Are you thinking about investing for the first time? Maybe you’re tempted to rebalance your 401(k) or Thrift Savings Plan but uncertain with outcomes of the debt ceiling or tax legislation debates.
Spontaneity makes for great date nights and getaways, but it is not necessarily the best for your financial security. Recognizing that life tends to dish out surprises, it pays to have a plan. In the words of Denis Waitley, “Expect the best, plan for the worst and prepare to be surprised.” Here are five steps to building solid financial groundwork before you begin investing.
1. Start at the end, then work backwards: Define and align your goals
The risk of taking action without an intended goal is that you may end up in a place you’d rather not be. Recall the Cheshire Cat’s advice to Alice:
Alice: “Would you tell me, please, which way I should go from here?”
Cheshire Cat: “That depends a good deal on where you want to go.”
Alice: “I don’t much care where.”
Cheshire Cat: “Then it doesn’t much matter which way you go.”
Good planning is goals-based. What are your goals? Why are you doing this? They may be short-term (paying off debt, purchasing a car or a home, planning a wedding, etc.) or long-term (college education for kids, your retirement, etc.). Define and align your goals with those of your significant other. Once you know “what and why,” the rest is easier.
2. Know the flow: Cash flow and budgeting
Remember the wisdom of “spend less than you make?” Now, add to that, “know where your money goes.” It’s essential to know your cash flow – both where it comes from and where it goes.
Two common threads for the most financially successful people I have met over the years are: 1) they know what it takes to maintain their standard of living.
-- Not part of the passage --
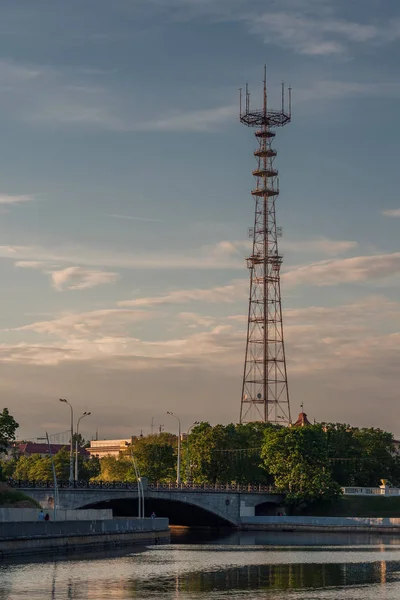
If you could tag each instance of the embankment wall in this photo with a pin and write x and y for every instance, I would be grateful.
(61, 536)
(8, 515)
(331, 524)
Some know where their paycheck goes to the penny, and others know they need $X a month and live within that budget; 2) they’re serial savers. One of my favorite client sayings is “we know how to save… not pennies but hundreds.”
There are a number of personal finance apps that assist with budgeting, including Personal Capital, YNAB (You Need A Budget), Mint and others. Find the one that works best for you and your needs.
3. Cash reserves
Have an emergency reserve sufficient enough to carry you through life’s surprises. These surprises can be anything from a job layoff to an unexpected car repair or even a prolonged illness. A good rule of thumb is to have enough to cover at least three months of living expenses. Keep this in an FDIC-insured account that pays a competitive interest rate.
4. Protect yourself (and your family)
Life tends to be curly. Hence, it’s advantageous to protect yourself (and your family) and have contingency plans. Protection includes a wide range of strategies:
- Develop skills to be marketable.
- Diversify so you don’t keep all your eggs in one basket, and avoid significant monetary loss.
- Build a support system, whether social, professional or both.
- Get insurance to protect yourself and your family from a catastrophic event (medical, disability, death, fire or liability).
- Create legal agreements (estate plans, buy/sell and business continuation, etc.)
5. Review the plan: Fine-tune or reboot as needed
A road map is essential for a successful road trip. It helps you set your course by giving you explicit directions, tells you where you’re at and makes adjustments along the way should you need a detour. Review your plan at significant transitions in life, or at least annually, with your trusted financial advisor.
May this sage advice help you secure your future wisely and invest successfully.